ATU Is an Essential Gene That Can Be Partially Replaced in the Somatic mac.

To knock out the α-tubulin gene (ATU), we constructed pTUB-KO (Fig. 1) by replacing the whole coding region with the neomycin-resistance gene (neo) coding sequence, which confers pm resistance in T. thermophila (22). In this plasmid, the neo coding region is flanked by the 5′ and 3′ ATU gene flanking sequences, which drive neo gene expression after transformation.

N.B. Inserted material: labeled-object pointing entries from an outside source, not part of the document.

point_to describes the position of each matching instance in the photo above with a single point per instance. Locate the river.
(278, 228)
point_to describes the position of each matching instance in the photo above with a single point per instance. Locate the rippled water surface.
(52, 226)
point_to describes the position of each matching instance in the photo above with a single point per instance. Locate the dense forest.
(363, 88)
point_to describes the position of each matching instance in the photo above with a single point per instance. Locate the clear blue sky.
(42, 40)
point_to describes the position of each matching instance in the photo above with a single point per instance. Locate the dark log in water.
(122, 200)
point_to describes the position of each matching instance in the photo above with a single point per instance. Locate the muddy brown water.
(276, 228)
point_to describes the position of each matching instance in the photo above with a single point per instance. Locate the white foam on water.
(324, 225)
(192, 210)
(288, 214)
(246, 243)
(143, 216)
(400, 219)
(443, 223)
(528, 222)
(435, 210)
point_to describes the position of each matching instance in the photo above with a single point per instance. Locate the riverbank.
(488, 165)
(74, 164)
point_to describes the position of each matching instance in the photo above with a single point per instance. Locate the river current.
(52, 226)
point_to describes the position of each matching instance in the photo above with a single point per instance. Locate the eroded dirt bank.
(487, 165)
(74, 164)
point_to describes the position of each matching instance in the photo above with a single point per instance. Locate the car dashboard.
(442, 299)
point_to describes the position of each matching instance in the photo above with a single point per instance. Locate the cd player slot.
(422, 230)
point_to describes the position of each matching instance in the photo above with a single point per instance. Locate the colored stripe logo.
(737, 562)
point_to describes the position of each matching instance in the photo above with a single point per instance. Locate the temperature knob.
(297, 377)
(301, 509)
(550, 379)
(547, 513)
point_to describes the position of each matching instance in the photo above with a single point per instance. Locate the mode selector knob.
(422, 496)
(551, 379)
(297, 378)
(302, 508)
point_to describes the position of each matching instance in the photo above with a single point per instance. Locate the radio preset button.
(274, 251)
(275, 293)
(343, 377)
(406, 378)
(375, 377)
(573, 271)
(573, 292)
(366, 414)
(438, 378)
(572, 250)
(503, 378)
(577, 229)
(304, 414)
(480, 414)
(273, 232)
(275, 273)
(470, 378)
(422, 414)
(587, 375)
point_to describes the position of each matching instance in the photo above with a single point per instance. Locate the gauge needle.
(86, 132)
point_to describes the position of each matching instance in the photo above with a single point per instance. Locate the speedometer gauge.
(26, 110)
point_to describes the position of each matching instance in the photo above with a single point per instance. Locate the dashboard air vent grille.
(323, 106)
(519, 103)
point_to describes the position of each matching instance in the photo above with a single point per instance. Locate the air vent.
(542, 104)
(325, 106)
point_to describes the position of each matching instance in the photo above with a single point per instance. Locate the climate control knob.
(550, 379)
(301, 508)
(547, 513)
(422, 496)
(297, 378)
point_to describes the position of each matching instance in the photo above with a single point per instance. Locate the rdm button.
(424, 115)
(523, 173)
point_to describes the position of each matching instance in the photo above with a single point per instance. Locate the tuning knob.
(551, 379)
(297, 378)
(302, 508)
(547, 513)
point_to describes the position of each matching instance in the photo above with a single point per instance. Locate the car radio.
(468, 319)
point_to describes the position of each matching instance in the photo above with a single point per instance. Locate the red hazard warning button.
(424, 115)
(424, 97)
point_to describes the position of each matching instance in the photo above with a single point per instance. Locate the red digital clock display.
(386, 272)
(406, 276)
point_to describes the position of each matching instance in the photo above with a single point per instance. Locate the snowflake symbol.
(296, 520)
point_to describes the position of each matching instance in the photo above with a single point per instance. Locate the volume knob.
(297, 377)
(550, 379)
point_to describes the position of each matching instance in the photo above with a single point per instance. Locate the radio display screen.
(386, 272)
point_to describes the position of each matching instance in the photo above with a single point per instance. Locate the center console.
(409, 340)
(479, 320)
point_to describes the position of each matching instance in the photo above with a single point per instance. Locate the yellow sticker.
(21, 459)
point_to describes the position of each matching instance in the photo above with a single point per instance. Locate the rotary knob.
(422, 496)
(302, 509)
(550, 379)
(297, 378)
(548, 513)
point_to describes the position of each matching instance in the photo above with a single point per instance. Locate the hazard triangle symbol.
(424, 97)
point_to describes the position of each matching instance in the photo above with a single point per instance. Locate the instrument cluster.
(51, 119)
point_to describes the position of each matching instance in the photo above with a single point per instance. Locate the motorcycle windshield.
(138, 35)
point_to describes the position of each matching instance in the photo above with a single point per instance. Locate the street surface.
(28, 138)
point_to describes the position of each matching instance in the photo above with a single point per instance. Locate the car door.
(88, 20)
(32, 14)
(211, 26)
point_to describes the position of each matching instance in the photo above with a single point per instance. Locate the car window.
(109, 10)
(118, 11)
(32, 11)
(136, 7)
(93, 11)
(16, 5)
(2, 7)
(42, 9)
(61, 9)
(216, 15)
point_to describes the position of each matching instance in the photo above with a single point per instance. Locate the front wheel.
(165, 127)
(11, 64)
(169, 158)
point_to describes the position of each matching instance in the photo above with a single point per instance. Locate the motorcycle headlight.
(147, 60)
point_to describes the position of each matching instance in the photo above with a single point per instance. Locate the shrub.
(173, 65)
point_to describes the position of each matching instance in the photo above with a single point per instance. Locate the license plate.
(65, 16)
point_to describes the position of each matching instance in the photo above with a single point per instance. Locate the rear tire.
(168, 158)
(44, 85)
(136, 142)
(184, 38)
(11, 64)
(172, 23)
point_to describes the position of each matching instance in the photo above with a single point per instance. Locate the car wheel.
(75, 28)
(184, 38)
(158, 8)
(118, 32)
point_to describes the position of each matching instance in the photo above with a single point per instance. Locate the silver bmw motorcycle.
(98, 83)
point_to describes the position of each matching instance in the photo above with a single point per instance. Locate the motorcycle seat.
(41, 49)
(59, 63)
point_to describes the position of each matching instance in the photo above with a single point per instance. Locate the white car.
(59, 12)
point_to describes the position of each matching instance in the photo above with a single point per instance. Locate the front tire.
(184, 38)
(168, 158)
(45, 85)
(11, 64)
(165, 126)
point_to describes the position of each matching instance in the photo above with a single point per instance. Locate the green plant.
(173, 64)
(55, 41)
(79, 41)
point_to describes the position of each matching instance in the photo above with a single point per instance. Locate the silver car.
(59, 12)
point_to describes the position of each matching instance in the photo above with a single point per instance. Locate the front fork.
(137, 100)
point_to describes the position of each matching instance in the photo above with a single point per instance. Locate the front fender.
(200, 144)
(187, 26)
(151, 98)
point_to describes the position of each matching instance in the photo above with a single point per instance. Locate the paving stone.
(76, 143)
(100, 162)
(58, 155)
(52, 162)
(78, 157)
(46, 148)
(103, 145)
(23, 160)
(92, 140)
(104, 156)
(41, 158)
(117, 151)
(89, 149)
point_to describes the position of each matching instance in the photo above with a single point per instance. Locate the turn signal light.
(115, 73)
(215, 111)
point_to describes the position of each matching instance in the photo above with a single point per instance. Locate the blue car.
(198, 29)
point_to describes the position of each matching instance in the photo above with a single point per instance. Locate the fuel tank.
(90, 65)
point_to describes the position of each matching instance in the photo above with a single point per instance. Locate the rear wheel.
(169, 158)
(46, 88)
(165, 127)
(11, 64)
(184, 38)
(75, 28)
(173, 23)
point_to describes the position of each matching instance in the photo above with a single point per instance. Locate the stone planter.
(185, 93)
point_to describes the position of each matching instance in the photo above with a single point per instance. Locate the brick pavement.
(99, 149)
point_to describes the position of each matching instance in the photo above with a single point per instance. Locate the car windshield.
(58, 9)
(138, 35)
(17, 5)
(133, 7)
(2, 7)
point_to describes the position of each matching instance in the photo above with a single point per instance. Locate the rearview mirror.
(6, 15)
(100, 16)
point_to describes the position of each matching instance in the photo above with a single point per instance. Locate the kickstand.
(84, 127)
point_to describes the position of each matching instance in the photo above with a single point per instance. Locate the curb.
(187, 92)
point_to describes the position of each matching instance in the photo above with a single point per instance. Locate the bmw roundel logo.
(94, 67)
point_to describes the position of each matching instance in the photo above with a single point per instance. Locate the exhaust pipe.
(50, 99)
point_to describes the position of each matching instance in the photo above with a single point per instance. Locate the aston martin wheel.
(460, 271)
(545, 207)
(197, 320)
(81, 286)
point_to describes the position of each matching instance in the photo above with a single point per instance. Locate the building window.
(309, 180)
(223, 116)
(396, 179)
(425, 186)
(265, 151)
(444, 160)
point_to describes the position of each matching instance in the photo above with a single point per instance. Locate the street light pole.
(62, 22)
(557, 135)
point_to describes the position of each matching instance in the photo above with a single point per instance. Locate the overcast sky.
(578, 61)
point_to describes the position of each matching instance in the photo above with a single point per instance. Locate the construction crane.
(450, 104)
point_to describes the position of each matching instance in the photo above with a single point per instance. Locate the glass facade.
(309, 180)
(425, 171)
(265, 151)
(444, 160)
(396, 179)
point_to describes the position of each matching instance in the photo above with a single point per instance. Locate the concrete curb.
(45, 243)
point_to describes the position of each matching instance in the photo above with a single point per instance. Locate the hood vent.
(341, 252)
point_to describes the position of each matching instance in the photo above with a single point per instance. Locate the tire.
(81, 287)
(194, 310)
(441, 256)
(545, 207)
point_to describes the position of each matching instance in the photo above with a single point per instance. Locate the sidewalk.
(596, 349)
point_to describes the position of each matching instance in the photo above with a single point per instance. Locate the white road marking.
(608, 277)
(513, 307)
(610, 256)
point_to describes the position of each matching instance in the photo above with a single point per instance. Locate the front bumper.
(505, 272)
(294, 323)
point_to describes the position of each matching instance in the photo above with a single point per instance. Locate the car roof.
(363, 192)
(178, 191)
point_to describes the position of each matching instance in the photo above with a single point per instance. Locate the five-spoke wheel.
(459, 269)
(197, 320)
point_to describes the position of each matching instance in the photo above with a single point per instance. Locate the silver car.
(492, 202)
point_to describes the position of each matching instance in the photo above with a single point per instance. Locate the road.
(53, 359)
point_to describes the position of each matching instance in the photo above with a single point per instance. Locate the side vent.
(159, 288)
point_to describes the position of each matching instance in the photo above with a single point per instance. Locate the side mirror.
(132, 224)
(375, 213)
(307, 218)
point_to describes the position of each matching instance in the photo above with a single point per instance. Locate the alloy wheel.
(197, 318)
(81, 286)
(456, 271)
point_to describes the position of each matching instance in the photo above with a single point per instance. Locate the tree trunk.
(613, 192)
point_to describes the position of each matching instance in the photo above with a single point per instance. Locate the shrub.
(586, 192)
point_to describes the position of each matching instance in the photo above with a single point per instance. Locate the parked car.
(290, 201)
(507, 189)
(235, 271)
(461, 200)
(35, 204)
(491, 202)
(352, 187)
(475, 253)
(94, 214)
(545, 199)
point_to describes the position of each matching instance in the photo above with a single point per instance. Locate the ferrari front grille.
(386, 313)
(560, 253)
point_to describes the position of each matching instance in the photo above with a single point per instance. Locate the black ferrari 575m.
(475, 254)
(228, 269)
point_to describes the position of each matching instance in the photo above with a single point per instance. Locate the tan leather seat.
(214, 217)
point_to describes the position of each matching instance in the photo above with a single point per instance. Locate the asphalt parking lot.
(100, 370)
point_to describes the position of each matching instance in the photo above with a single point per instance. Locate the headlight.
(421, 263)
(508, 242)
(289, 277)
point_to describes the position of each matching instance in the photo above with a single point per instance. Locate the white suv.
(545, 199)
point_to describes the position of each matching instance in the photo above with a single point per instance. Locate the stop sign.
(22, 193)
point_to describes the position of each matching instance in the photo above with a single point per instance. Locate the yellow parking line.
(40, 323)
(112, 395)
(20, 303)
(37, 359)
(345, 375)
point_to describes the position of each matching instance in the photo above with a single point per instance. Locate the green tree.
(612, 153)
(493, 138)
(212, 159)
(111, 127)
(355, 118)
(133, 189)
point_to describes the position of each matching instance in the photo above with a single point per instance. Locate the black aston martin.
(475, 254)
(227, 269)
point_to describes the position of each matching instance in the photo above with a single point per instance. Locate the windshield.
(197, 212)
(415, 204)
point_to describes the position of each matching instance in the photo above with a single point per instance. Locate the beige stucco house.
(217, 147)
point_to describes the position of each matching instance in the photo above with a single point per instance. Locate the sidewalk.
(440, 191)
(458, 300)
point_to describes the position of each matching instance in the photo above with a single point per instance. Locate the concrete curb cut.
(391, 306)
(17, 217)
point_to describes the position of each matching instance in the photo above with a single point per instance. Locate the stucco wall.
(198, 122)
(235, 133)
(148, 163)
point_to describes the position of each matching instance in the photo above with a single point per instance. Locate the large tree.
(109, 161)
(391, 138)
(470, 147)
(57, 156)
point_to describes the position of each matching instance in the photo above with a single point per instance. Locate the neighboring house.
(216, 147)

Since T. thermophila has only a single ATU gene (1), cells presumably would not be viable if all the ATU copies were knocked out in the transcriptionally active mac. To test the pTUB-KO construct and determine whether cells whose developing mac ATU genes had been partially disrupted could survive, a biolistic somatic transformation (14) was performed using linearized pTUB-KO. About 100 pm-r transformants were obtained that grew normally in up to 3 mg/ml and survived in up to 7 mg/ml pm. Wild-type cells were killed in 120 μg/ml pm. To examine if these transformants contained the knockout fragment, genomic PCR was performed for four randomly selected clones, KO1–4, with primers (5′TUBx and 3′TUBz) located in the ATU gene flanking sequences (Fig. 2 A and B). In addition to the 1.8-kb band amplified from the wild-type ATU gene, a 1.2-kb band, the size expected from the neo gene flanked by the ATU sequences, was detected in all four transformants but not in the wild type, indicating that the transformants contain the knockout construct. To determine if the wild-type ATU gene has been replaced by the disrupted gene through homologous recombination at the ATU locus, Southern blot analysis using a 5′-specific probe for the ATU gene was performed with HindIII- or HaeIII-digested genomic DNA isolated from the four transformants grown in 1 mg/ml pm (Fig. 2 A and C). In wild-type cells, the expected single band was detected with either HindIII (3.2 kb) or HaeIII (8.0 kb) digestion. In all transformants KO1–4, the intensity of the wild-type band was reduced and a smaller band, resulting from neo integrated into the ATU locus, was present. Comparing the intensities of the knockout and wild-type bands, more than 50% of the mac ATU genes were knocked out in each transformant, indicating that cells can survive with less than 50% of their mac ATU genes. These studies show that the pTUB-KO construct can be used to knock out the ATU gene and suggest macs derived from a mic containing one wild-type and one disrupted ATU gene should be viable.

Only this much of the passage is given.